2026-03-10
La criolite pura ha un punto di fusione di circa 1010 ℃. L'aggiunta di una quantità adeguata di AlF₃ può abbassare la temperatura di cristallizzazione primaria dell'elettrolita a circa 930–960℃ (solitamente controllata a circa 950℃).
Ciò comporta direttamente due importanti vantaggi economici: temperatura di elettrolisi significativamente ridotta → perdita di calore e consumo di energia ridotti
Consente alla cella elettrolitica di funzionare stabilmente a temperature più basse.
Le moderne celle precotte utilizzano generalmente elettroliti acidi (rapporto molecolare 2,2–2,5, o anche inferiore fino a 2,1–2,3).
AlF₃ è il mezzo principale per ridurre il rapporto molecolare: Un rapporto molecolare eccessivamente alto (alcalino) → Diminuzione della solubilità dell'allumina, ridotta efficienza della corrente e aumento dell'effetto anodico.
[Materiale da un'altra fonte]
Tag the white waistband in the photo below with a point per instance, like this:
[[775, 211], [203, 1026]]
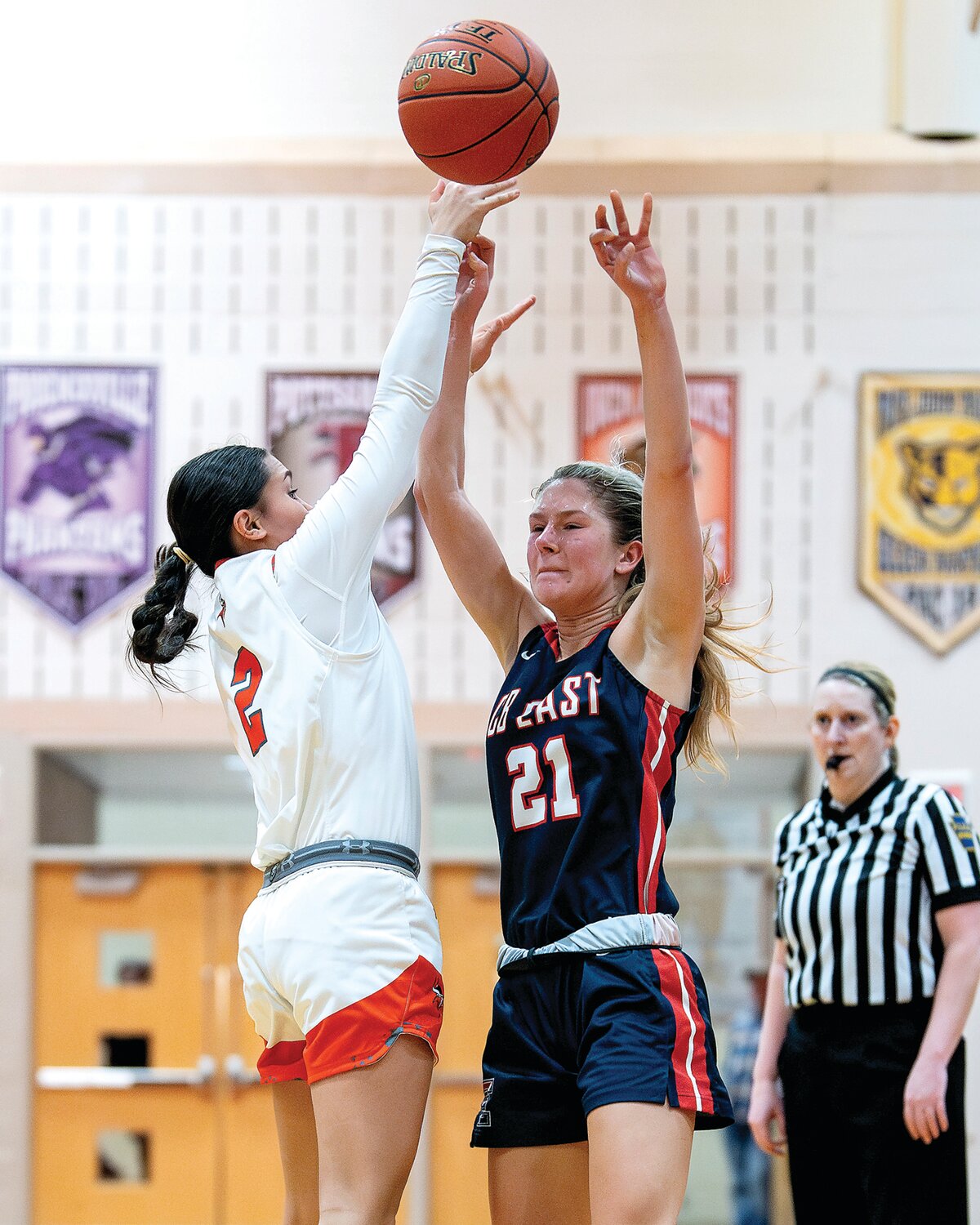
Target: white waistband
[[620, 931]]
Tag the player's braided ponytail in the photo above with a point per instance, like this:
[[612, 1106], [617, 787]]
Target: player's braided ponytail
[[161, 625], [203, 500], [619, 492]]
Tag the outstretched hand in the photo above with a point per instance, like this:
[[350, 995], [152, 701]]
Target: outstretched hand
[[458, 211], [488, 336], [475, 274], [629, 257]]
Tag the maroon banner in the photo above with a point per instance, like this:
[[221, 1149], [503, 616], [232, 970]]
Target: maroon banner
[[78, 467], [315, 423], [610, 421]]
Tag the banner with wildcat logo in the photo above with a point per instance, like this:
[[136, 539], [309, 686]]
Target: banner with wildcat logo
[[315, 423], [920, 492], [78, 463]]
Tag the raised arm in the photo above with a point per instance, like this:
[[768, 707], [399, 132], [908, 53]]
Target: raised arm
[[333, 546], [499, 603], [662, 631]]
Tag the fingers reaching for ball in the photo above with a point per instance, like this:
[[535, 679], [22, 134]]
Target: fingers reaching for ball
[[458, 211], [626, 255]]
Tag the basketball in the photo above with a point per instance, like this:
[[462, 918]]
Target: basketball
[[478, 102]]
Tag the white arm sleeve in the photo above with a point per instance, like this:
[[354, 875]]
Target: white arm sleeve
[[323, 571]]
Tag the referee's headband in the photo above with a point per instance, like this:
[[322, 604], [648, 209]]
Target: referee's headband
[[853, 674]]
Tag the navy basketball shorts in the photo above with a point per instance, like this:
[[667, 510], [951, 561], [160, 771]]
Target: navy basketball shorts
[[573, 1033]]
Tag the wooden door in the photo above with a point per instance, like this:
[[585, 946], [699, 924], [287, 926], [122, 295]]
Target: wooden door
[[146, 1111]]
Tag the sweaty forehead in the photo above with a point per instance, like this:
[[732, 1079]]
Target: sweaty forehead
[[837, 693], [564, 497]]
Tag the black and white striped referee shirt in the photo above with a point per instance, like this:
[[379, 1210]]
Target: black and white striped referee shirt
[[859, 886]]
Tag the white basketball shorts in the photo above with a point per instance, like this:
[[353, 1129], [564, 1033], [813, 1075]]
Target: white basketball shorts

L'aggiunta regolare di AlF₃ per controllare il rapporto molecolare entro l'intervallo di processo richiesto è il cuore del funzionamento raffinato della cella elettrolitica.
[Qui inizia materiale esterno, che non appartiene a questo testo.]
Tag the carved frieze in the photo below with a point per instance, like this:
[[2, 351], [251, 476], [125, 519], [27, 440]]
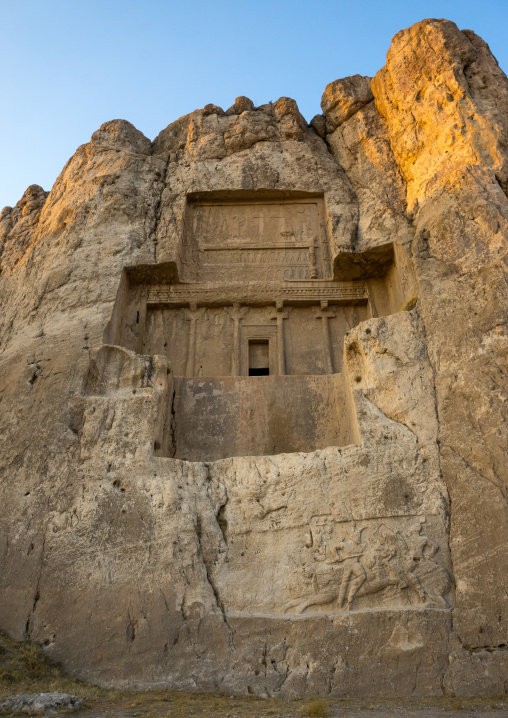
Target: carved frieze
[[343, 566]]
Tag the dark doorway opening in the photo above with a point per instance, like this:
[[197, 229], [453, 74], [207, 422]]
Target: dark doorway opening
[[259, 358]]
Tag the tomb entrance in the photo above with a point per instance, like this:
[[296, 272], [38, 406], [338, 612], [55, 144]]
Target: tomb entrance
[[253, 327]]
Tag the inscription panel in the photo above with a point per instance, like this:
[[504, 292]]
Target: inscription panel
[[256, 241]]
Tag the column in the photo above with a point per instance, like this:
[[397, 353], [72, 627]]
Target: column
[[279, 316], [325, 314], [190, 369], [237, 312]]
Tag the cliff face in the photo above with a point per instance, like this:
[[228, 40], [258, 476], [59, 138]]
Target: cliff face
[[361, 261]]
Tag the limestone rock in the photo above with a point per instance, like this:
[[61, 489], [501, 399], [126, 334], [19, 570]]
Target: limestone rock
[[40, 703], [252, 392], [342, 98], [241, 104]]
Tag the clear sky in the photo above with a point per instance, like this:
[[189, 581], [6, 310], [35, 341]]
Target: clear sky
[[70, 65]]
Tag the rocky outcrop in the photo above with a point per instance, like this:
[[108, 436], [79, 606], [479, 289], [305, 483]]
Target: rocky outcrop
[[372, 567]]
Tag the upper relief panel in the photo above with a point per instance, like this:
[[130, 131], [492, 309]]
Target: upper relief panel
[[256, 241]]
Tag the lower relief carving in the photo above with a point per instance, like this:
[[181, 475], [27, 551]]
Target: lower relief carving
[[353, 566]]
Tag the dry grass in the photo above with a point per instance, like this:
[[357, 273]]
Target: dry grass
[[25, 669], [317, 708]]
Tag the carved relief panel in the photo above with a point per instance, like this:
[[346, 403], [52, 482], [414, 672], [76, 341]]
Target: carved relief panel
[[256, 241], [331, 566]]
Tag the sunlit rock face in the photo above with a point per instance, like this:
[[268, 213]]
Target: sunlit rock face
[[252, 392]]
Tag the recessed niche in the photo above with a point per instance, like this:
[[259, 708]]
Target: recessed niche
[[252, 319]]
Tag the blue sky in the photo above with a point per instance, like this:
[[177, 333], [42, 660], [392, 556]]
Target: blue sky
[[68, 65]]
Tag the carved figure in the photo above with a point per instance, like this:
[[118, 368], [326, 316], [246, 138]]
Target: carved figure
[[364, 563]]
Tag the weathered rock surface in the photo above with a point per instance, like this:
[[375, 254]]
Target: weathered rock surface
[[40, 703], [361, 259]]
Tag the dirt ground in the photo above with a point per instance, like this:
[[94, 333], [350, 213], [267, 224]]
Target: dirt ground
[[25, 669]]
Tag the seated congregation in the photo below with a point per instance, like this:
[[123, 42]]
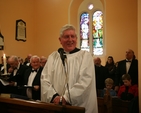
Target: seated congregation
[[113, 85]]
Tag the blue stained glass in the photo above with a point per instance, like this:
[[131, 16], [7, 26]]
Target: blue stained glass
[[84, 31], [97, 33]]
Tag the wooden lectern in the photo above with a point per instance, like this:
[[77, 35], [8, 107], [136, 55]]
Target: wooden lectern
[[13, 105]]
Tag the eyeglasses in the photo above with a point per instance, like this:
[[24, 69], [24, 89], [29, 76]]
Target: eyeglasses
[[69, 36]]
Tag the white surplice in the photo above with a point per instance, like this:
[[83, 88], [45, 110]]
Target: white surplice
[[81, 80]]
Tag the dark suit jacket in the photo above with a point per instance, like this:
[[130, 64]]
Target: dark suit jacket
[[19, 75], [17, 78], [101, 74], [36, 81], [121, 69]]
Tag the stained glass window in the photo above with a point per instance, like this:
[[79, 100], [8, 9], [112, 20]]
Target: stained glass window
[[84, 31], [96, 36], [97, 33]]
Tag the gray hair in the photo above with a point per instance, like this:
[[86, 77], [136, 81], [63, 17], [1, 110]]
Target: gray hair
[[34, 56], [13, 58], [67, 27]]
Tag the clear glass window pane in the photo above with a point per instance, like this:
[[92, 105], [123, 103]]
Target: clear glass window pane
[[97, 33], [84, 31]]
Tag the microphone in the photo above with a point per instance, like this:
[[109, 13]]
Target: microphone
[[62, 55]]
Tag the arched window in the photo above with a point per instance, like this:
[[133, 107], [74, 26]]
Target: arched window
[[91, 27], [97, 33]]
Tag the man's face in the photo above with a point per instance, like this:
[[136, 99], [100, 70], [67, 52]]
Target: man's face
[[68, 40], [129, 54], [35, 63], [13, 64]]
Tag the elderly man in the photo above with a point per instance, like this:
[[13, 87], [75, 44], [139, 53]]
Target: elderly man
[[16, 77], [69, 78], [127, 66], [32, 79], [43, 61]]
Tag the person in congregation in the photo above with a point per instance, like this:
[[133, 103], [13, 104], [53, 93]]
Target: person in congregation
[[101, 73], [69, 78], [15, 77], [128, 90], [2, 65], [32, 79], [127, 66], [109, 83], [27, 60], [43, 61], [110, 65]]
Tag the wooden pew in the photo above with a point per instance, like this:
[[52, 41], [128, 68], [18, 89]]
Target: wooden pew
[[118, 106], [13, 105]]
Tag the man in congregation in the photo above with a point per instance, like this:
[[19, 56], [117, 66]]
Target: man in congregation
[[32, 79], [69, 78], [127, 66], [101, 73], [16, 76]]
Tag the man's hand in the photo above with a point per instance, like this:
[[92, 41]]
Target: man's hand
[[58, 99], [11, 83]]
Negli elettroliti acidi, l'aumento della concentrazione di AlF₃ migliora significativamente la conduttività (tipicamente del 3%–8%), quindi:
Ridurre la tensione della cella (in particolare la caduta di tensione attraverso la distanza tra gli elettrodi)
Aumento dell’efficienza attuale (le celle moderne possono raggiungere il 92,5%–94%+)
Durante l'elettrolisi, il fluoro viene perso attraverso la volatilizzazione di HF, NaF e AlF₃, la formazione di fanghi di criolite e l'adsorbimento da parte dell'allumina.
Per compensare queste perdite sono necessari circa 15-30 kg di fluoruro di alluminio per tonnellata di alluminio prodotto (a seconda del livello di controllo del rapporto molecolare e delle condizioni della cella).